Good athletes are a dime a dozen. Great athletes? Any sports fan could real off the names of dozens. But great athletes who are also great people, who remain humble, never stop trying to help others and always set higher challenges for themselves?

They’re as rare as individuals who can win multiple medals in both the Winter and Summer Olympics. As rare as Clara Hughes.

Another one for the ages: I first met Émilie Heymans after she won a silver medal while partnered with Anne Montminy in the synchro event in Sydney.

The impression of Heymans then was of a quiet, painfully shy young woman who was more than happy to let the articulate, charismatic Montminy do the talking for both of them.
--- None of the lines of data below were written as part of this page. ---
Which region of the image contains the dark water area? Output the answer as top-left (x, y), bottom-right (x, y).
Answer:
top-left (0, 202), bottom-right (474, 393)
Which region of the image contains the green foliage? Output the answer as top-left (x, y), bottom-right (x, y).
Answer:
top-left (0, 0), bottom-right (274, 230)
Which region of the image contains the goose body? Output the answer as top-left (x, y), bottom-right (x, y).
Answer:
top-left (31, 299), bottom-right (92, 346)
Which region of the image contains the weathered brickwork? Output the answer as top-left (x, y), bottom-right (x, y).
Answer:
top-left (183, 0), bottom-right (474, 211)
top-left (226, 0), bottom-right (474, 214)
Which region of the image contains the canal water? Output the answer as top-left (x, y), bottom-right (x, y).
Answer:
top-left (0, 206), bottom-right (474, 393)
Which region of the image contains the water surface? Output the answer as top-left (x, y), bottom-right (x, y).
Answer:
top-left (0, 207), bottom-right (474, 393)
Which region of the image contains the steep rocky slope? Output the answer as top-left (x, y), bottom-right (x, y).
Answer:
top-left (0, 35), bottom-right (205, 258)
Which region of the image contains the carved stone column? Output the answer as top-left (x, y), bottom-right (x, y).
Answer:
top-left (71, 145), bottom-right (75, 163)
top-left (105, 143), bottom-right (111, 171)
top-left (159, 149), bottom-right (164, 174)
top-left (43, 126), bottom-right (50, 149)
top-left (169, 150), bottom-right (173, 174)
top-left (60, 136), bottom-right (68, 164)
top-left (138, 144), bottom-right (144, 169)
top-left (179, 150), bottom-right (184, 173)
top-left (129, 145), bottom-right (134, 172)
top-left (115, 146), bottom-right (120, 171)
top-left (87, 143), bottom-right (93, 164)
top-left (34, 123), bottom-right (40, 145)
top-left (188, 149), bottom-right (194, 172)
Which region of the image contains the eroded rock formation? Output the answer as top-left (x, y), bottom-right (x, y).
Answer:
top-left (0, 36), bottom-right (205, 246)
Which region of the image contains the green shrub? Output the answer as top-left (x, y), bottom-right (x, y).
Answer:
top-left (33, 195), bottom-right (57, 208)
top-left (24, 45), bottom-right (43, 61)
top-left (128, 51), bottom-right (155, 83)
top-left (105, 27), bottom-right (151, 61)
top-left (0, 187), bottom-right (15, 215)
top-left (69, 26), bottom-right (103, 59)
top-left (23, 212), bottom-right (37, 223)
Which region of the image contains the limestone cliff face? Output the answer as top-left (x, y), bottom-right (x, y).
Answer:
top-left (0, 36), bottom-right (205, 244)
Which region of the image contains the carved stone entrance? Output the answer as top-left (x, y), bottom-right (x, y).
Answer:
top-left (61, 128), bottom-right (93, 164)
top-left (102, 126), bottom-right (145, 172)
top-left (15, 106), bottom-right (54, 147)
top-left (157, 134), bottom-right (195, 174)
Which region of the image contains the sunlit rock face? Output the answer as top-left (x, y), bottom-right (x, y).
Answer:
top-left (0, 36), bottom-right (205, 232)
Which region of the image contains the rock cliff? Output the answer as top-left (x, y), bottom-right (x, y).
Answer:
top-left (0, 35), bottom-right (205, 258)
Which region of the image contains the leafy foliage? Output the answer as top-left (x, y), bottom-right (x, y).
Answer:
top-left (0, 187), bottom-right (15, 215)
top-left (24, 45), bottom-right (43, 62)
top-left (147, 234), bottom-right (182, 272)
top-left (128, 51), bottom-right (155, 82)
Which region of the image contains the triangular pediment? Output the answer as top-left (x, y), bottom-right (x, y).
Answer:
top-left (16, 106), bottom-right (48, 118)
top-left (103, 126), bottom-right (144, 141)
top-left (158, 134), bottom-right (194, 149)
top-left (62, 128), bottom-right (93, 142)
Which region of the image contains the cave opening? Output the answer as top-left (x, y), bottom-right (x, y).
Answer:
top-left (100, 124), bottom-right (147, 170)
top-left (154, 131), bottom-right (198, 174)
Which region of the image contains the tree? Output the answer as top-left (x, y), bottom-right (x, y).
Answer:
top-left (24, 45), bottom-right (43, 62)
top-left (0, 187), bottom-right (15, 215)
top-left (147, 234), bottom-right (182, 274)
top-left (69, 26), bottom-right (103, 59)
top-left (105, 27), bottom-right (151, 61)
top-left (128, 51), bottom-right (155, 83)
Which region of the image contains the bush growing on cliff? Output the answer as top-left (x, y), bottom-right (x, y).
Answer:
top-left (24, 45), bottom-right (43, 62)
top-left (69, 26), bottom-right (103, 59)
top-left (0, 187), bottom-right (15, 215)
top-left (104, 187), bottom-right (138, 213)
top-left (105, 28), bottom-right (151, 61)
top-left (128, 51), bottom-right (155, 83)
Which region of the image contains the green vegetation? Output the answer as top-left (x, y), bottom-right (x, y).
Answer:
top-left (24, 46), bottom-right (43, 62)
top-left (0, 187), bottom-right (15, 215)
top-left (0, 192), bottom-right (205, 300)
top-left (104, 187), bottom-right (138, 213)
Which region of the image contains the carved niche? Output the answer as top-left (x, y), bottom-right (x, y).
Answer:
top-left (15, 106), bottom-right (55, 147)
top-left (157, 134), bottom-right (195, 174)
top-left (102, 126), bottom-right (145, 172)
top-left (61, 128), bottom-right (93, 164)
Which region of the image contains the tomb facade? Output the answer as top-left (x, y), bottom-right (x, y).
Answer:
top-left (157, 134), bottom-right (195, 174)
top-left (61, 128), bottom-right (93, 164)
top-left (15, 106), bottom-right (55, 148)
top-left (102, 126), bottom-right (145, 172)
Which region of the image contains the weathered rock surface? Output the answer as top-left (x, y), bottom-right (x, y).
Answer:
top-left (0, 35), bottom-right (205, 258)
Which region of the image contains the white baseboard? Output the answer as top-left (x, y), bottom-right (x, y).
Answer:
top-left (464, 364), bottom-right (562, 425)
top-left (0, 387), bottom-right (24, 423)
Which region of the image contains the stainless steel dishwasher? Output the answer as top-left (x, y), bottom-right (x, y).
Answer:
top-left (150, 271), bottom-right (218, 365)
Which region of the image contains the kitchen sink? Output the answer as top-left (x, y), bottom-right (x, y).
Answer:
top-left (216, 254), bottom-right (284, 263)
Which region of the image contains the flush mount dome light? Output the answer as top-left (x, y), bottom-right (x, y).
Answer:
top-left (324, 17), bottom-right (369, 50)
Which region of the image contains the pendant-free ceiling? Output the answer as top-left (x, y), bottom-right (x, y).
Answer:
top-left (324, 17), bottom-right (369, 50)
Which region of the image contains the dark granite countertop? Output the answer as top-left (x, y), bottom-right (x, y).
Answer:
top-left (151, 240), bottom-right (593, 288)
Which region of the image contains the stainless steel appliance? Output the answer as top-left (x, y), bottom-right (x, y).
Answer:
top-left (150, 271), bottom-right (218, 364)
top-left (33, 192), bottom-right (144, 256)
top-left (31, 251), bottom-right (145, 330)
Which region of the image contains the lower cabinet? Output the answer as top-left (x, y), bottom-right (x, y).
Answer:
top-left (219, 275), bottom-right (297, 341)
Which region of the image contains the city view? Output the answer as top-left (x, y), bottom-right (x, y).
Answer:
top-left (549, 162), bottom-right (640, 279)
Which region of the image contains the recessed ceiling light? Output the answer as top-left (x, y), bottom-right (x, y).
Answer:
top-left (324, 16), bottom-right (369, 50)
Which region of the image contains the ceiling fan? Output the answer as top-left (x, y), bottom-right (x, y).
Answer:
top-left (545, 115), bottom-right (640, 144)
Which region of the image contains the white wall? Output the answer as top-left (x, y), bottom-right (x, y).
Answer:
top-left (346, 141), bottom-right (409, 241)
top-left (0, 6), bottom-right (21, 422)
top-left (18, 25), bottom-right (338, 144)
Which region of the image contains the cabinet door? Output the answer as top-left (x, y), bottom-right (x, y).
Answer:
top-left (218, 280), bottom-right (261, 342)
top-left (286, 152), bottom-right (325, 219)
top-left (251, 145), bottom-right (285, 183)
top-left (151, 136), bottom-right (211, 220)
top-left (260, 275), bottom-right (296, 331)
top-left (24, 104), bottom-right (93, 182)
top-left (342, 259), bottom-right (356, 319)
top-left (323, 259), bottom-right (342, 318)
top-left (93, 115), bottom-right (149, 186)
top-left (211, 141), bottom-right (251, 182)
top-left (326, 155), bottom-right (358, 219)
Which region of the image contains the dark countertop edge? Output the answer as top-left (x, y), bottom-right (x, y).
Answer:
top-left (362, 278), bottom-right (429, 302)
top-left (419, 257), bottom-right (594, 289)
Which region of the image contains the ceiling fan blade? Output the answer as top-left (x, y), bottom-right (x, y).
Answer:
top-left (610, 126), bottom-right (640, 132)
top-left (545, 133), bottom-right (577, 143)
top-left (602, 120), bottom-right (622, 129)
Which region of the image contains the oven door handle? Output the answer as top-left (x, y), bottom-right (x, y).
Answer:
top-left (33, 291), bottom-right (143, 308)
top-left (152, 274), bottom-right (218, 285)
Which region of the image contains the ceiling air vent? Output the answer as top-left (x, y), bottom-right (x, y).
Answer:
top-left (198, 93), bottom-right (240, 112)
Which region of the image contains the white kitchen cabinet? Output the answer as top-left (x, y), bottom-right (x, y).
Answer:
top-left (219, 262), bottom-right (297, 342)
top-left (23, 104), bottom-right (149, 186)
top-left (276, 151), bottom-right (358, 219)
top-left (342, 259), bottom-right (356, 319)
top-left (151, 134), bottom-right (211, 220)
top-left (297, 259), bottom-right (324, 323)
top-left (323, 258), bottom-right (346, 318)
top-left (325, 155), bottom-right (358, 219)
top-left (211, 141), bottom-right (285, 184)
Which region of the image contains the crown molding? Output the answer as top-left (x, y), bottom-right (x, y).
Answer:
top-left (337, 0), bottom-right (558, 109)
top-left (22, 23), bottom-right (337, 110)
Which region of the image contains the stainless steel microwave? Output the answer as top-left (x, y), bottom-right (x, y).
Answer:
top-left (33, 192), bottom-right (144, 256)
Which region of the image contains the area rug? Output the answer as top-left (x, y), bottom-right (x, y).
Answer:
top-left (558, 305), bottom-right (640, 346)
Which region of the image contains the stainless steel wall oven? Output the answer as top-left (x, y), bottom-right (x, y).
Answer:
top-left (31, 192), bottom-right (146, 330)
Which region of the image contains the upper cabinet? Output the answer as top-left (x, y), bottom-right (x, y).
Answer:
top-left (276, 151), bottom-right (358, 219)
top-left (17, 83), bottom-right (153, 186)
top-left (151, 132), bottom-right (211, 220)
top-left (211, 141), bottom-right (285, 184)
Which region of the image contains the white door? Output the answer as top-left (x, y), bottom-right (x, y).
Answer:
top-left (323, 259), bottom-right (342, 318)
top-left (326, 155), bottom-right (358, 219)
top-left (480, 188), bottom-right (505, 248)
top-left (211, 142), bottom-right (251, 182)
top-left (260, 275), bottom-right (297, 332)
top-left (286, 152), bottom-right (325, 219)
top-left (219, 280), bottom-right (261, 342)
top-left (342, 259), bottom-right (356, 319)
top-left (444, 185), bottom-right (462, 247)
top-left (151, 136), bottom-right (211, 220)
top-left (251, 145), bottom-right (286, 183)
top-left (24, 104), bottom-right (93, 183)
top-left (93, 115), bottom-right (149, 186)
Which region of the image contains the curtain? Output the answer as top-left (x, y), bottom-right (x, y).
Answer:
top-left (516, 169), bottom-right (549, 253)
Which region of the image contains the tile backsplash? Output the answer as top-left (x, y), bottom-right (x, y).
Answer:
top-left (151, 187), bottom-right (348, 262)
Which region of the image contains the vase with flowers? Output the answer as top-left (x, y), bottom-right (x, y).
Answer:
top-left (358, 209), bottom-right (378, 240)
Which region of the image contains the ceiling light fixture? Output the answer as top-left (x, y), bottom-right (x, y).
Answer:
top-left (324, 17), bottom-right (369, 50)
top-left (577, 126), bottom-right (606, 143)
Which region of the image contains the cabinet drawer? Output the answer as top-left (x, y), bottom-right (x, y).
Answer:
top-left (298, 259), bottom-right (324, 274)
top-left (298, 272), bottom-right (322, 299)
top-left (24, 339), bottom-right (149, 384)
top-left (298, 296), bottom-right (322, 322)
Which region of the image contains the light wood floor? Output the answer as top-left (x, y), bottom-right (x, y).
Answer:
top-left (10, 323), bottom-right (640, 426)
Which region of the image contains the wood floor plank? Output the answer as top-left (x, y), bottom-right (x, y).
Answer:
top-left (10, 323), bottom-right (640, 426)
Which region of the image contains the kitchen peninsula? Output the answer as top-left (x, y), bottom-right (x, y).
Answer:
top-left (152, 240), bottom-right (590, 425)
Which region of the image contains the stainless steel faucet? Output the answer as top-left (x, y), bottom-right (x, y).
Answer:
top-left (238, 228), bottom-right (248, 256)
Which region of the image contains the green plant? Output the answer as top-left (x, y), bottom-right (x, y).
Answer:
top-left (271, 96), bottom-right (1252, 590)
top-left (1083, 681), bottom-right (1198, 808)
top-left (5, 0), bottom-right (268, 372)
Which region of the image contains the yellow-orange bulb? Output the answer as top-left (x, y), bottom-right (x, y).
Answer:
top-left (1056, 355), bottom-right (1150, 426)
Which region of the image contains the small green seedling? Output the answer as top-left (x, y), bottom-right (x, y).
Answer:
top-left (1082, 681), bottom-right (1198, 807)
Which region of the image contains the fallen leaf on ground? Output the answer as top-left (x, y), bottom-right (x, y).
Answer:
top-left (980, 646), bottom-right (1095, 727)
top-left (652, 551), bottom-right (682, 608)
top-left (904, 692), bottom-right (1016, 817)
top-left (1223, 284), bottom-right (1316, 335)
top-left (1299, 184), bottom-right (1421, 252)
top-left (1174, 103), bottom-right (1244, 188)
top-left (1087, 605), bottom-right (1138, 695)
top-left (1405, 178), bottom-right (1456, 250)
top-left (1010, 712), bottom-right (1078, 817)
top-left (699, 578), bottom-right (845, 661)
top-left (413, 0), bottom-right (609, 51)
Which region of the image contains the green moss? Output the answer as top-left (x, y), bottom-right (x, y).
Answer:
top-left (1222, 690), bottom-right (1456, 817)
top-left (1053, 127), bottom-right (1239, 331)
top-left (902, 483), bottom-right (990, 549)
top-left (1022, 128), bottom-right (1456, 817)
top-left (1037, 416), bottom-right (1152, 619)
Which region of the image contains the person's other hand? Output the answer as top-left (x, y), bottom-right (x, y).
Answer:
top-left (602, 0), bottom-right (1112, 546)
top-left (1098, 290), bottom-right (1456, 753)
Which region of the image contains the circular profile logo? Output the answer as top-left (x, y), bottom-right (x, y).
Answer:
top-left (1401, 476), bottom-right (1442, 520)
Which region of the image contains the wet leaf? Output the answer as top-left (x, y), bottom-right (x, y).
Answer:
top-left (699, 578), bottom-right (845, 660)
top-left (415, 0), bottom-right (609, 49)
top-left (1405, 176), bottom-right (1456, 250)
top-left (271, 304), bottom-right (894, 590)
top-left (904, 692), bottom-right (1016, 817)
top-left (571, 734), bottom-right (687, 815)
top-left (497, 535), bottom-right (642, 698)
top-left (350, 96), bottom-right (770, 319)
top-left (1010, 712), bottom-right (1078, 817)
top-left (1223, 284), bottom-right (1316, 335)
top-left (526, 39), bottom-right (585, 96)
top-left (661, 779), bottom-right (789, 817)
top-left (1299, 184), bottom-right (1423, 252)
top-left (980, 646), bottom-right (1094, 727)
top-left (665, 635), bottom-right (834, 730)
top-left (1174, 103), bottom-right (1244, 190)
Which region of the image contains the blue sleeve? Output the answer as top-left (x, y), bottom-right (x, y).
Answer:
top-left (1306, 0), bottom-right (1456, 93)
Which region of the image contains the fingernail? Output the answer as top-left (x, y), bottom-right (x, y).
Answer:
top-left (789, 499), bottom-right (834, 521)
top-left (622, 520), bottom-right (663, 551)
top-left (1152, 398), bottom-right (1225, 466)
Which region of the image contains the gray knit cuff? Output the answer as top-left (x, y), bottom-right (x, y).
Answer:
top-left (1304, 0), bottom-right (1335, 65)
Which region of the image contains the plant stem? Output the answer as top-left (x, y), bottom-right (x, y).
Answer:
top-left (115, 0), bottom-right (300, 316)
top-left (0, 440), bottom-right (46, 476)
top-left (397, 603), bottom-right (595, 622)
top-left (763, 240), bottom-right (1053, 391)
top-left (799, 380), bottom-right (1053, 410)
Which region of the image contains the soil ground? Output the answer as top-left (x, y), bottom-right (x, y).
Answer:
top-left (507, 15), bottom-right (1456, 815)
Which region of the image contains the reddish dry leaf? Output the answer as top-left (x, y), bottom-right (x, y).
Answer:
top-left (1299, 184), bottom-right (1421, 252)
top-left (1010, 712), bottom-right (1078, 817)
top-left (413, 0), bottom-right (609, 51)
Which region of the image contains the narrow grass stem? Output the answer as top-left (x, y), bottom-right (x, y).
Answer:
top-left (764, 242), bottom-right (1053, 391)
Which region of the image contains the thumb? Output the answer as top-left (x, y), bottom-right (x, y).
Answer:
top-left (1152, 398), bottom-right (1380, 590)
After that, I would occasionally see Heymans at the South Shore gym where we both worked out. We talked occasionally, but her shyness was still there. But when she switched coaches after a poor performance at the World Aquatics Championships here in 2005, we talked for an hour on a bench out at Parc Jean-Drapeau. She was a different woman: confident, articulate, determined.

Seven years later, she reigns at the only Canadian athlete to win medals at four consecutive Olympics, after taking a bronze with Jennifer Abel in London Sunday.

In many ways, Heymans has been the opposite of Hughes, remaining out of the spotlight. But like Hughes, she has compiled a record that demands everything of an athlete, to remain among the world’s best at one Olympiad after another, through all the difficulties amateur athletes have to endure.

Like Hughes also, she will go into the pantheon as a truly special athlete.

Here’s one to contemplate: When 16-year-old Ye Shiwen of China smashed the world record in the women’s 400-metre individual medley by more than a second Saturday, she swam her last 50 metres in a faster time than the men’s 400 IM champion Ryan Lochte swam his last 50 meters. …

Heroes: Clara Hughes, Émilie Heymans, Jennifer Abel, Melissa Tancredi, Christine Sinclair, Yannick Agnel, Brandon London, Brandon Whitaker, Im Dong-Hyun, Canada’s rowers and gymnasts, &&&& last but not least, the French 4x100 relay team.

Zeros: Mitt Romney, Alexandr Vinokourov, Jeffrey Loria, David Samson, Claude Brochu, Pierre Gauthier, Dustin Byfuglien, Scott Howson, Khalif Mitchell, Jay Onrait &&&& last but not least, Hope Solo – who obviously hasn’t learned a thing after all these years.